The northern defense, by the 55th Lancashires, 51st Highlanders (who had been all through the Somme retreat), the 25th Division of Cheshires, Wiltshires and Lancashire Fusiliers, and the 9th Scottish Division, and others, who fought “with their backs to the wall,” as Sir Douglas Haig demanded of them, without reliefs, until they were worn thin, was heroic and tragic in its ordeal, until Foch sent up his cavalry (I saw them riding in clouds of dust and heard the panting of their horses), followed by divisions of blue men in hundreds of blue lorries tearing up the roads, and forming a strong blue line behind our thin brown line. Prince Rupprecht of Bavaria had twenty-six fresh divisions in reserve, but had to hold them until other plans were developed—the Crown Prince's plan against the French, and the attack on Arras.

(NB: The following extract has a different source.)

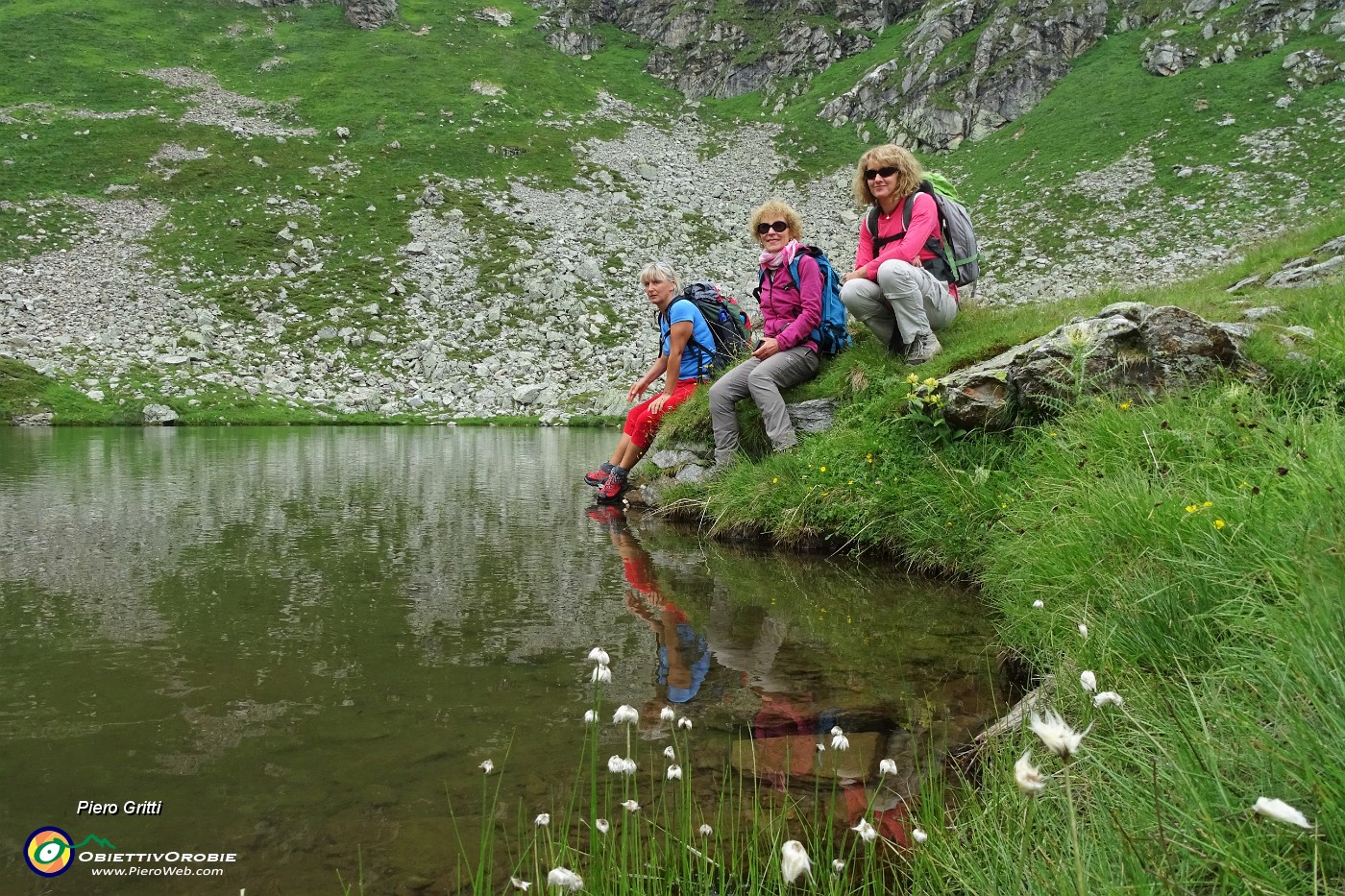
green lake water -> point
(302, 643)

The defense of Arras by the 3d and 56th Divisions—the Iron Division and the London Division on the left, and by the 15th Division and Guards on the right, saved the center of our line and all our line. We had a breathing—space while heavy blows fell against the French and against three British divisions who had been sent to hold “a quiet sector” on their right. The Germans drove across the Chemin des Dames, struck right and left, terrific blows, beat the French back, reached the Marne again, and threatened Paris.

Foch waited to strike. The genius of Foch was that he waited until the last minute of safety, taking immense risks in order to be certain of his counter-stroke. For a time he had to dissipate his reserves, but he gathered them together again. As quick as the blue men had come up behind our lines they were withdrawn again. Three of our divisions went with them, the 51st Highlanders and 15th Scottish, and the 48th English. The flower of the French army, the veterans of many battles, was massed behind the Marne, and at Chateau Thierry the American marines and infantry were given their first big job to do. What happened all the world knows. The Crown Prince's army was attacked on both flanks and in the center, and was sent reeling back to escape complete annihilation.